TidyTuesday

Tool
R
Python
Author

Tony D

Published

April 10, 2025

A guide to the TidyTuesday data project, demonstrating how to access data and create interactive Shiny apps in both R and Python for data exploration and visualization.

This document provides a comprehensive guide to the TidyTuesday data project, demonstrating how to access and work with the data in both R and Python. It also includes detailed instructions on how to create interactive Shiny apps for data exploration and visualization. The guide covers everything from downloading the data to building a complete Shiny app with various plots and user inputs.
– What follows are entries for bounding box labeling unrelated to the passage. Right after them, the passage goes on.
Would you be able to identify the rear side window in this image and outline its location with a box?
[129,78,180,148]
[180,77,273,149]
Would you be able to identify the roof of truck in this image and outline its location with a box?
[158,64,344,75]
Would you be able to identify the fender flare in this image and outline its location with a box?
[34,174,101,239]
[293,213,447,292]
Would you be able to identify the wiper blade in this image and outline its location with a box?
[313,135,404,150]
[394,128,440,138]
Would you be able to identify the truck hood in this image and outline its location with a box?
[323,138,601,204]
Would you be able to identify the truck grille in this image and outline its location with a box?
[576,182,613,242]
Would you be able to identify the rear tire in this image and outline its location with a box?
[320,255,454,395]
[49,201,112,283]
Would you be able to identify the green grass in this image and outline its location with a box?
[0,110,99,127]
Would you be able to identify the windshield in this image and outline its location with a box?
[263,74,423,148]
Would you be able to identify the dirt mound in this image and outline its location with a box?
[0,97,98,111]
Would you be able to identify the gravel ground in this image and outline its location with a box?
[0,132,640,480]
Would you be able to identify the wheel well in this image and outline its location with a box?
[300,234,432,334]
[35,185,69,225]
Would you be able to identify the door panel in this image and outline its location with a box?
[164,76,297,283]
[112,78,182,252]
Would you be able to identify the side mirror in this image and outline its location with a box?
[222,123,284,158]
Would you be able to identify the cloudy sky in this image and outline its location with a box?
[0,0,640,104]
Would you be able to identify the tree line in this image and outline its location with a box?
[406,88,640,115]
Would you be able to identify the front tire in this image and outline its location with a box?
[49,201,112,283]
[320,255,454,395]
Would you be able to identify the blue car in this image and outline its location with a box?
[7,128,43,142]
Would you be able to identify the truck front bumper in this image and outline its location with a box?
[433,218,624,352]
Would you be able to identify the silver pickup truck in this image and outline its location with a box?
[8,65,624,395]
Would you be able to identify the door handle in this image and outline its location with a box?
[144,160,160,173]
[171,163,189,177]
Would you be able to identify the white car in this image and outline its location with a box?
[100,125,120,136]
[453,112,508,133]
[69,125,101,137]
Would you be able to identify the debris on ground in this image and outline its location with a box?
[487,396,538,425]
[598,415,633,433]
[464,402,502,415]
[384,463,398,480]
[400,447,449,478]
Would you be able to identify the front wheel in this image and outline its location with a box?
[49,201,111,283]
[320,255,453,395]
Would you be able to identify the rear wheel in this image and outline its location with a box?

This is a valuable resource for anyone looking to participate in the TidyTuesday project and improve their data science skills.

Explores the TidyTuesday data project, demonstrating data access and interactive Shiny app creation in R and Python.

TidyTuesday data project

data from github

getting the data

Code
#pak::pak('tidytuesdayR')
Code
library(tidytuesdayR)
library(tidyverse)

download the data

all available data

Code
#tt_available() 
Code
tuesdata <- tidytuesdayR::tt_load('2025-04-01')
Code
tuesdata
Code
import pandas as pd
import pydytuesday
Code
pydytuesday.get_date('2025-04-15')

make a shiny

read data

Code
data=tuesdata$pokemon_df
#glimpse(data)

or read directly from the url

Code
data<- readr::read_csv('https://raw.githubusercontent.com/rfordatascience/tidytuesday/main/data/2025/2025-04-01/pokemon_df.csv')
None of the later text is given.